John Saran: Taking into account both what we do know and what is still pending, I think the best advice is to focus investment in operations that promote better quality of care, access to care in underserved markets, and lower costs to patients.

Meg Lewellyn: Great points, John and Marty. Thank you both again for lending your time and expertise to this conversation. If those listening would like more information on this topic or our private capital transactions or health care groups, don’t hesitate to contact us or visit our resource center, where we house a list of every podcast in this series. Other Ropes & Gray podcasts are available to listen and subscribe to wherever you regularly find your podcasts, including Apple and Spotify. Thanks again for listening.
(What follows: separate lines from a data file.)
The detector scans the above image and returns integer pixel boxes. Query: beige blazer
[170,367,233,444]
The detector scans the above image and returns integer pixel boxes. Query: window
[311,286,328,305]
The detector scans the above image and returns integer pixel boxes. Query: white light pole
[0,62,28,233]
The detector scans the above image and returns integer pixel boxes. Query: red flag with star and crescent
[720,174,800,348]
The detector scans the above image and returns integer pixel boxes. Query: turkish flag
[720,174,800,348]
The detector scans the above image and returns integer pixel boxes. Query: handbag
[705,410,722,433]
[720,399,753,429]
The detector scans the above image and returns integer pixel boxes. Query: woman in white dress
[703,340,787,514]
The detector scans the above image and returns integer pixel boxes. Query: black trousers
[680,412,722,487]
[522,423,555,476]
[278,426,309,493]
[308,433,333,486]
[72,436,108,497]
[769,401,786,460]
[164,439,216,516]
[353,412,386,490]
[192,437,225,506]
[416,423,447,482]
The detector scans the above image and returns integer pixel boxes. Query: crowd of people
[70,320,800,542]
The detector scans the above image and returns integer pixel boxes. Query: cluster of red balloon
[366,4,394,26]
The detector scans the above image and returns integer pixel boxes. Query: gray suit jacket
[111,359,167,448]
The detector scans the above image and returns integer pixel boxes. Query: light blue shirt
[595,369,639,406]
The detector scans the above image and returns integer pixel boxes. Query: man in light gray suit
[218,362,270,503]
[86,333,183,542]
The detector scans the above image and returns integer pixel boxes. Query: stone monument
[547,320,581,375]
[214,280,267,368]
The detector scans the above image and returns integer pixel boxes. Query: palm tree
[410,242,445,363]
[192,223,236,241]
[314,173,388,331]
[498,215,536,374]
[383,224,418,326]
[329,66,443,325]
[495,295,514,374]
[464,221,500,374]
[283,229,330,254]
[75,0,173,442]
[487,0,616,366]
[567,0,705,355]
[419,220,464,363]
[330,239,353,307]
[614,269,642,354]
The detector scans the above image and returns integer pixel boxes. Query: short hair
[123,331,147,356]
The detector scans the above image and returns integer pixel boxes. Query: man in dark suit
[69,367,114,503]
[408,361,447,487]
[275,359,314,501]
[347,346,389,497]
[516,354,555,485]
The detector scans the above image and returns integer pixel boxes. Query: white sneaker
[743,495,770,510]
  1. On May 11, 2023, the U.S. House of Representatives introduced a bill that would require hospitals, freestanding emergency centers, ambulatory surgical centers, physician practices with more than 25 physicians, physician practices owned by hospitals, insurance companies, and other similar entities to disclose ownership data upon a change in ownership to the Department of Health and Human Services who would use this to analyze healthcare consolidation and transactions trends. H.R. 3262, 118th Cong. (2023-2024).
  2. Despite initial inertia in Maine’s legislature, the bill failed a vote on Wednesday, May 24, 2023, but the bill’s fate did not appear to have been caused by its reference to private equity. Instead, the Maine AG criticized the bill for the significant administrative burden it would place on the AG’s office. An Act to Improve State Oversight of Proposed Health Care Entity Transactions: Hearing on H.P. 894 Before the Comm. on Health Coverage, Ins. & Fin. Servs., 2023 Leg., 131st Sess. (Me. 2023) (written statement of Att’y Gen. Aaron M. Frey) (
  3. For example, recently passed laws in Illinois and Minnesota, a bill in Pennsylvania, and an amendment to the existing law in Washington all carefully avoid calling out private equity. See Ill. H.B. 2222; Minn. H.F. 402; Pa. S.B. 548; Wash. S.B. 5241.